There is a new feature coming from the internet giant this summer that could benefit just about anyone who has been taking photos for a while. “Ask Photos” lets Gemini pore over your Google Photos library in response to your questions, and the feature goes beyond just pulling up pictures of dogs and cats. Pichai asked what his license plate number was. He followed the number with a picture to make sure it was correct.

With Project Astra, the company hopes to become a virtual assistant that can look at what your device sees, remember where you are, and do things for you. It is powered by many of the most impressive demos from I/O this year, and the company’s goal is to be an honest-to-goodness agent that can’t just talk to you, but do things on your behalf.

Google’s answer to OpenAI’s Sora is a new generative AI model that can output 1080p video based on text, image, and video-based prompts. The videos can be made in a number of styles and can be altered with more prompts. The company is already offering Veo to some creators for use in YouTube videos but is also pitching it to Hollywood for use in films.

Gemini Nano: A Simulated Chatbot for Android and its Application to Video Detection and Sense-based Content Generating

Google is rolling out a custom chatbot creator called Gems. Similar to Openai’s GPTs, Gems allows users to give instructions to the company, what it does and how it responds. If you are a Gemini Advanced subscriber, you will be able to have a positive running coach with daily motivation and running plans soon.

If you are on anANDROID phone or tablets, there is a chance that you will be able to solve a math problem on your screen. Google’s AI won’t solve the problem for you — so it won’t help students cheat on their homework — but it will break it down into steps that should make it easier to complete.

Using on-device Gemini Nano AI smarts, Google says Android phones will be able to help you avoid scam calls by looking out for red flags, like common scammer conversation patterns, and then popping up real-time warnings like the one above.
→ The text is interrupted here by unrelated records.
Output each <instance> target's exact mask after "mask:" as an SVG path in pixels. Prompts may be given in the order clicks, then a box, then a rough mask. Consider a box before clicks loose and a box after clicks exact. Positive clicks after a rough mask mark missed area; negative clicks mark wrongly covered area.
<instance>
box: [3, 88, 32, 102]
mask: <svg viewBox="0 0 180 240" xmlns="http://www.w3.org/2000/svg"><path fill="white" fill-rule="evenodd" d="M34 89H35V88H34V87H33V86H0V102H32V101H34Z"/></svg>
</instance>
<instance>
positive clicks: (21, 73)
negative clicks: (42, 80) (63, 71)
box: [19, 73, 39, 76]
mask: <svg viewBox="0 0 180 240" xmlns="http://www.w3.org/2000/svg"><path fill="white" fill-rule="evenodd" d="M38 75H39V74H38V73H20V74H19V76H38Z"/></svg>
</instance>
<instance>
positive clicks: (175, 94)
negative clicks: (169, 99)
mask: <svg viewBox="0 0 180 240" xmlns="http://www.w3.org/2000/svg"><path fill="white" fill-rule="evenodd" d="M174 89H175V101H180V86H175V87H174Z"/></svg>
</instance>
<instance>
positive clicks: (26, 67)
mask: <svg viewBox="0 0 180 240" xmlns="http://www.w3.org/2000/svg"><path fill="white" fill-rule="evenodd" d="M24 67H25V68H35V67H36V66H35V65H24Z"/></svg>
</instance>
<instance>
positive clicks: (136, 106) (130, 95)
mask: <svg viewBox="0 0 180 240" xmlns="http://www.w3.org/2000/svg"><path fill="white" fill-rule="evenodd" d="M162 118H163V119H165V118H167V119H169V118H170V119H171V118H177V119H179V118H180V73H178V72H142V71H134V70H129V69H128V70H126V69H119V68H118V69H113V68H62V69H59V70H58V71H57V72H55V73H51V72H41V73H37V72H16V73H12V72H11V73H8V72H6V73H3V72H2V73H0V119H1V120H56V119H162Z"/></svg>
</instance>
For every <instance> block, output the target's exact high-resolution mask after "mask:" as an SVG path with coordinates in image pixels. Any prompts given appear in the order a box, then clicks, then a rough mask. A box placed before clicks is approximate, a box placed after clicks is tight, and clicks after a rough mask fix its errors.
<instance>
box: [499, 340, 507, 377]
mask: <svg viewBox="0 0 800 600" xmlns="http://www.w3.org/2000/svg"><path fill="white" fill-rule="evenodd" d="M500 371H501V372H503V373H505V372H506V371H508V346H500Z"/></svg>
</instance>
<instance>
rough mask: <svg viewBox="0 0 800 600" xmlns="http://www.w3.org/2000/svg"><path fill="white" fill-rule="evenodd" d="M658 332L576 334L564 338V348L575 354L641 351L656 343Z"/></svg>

Later this year the company will give more details on the feature.

Users will soon be able to ask questions about the videos on-screen and it will answer based on the automatic caption. For paid Gemini Advanced users, it can also ingest PDFs and offer information. Those and other multimodal updates for Gemini on Android are coming over the next few months.

Google announced that it’s adding Gemini Nano, the lightweight version of its Gemini model, to Chrome on desktop. You will be able to use the built-in assistant on your device to generate texts for products and social media posts from within the Chrome browser.

Google says it’s expanding what SynthID can do — the company says it will embed watermarking into content created with its new Veo video generator and that it can now also detect AI-generated videos.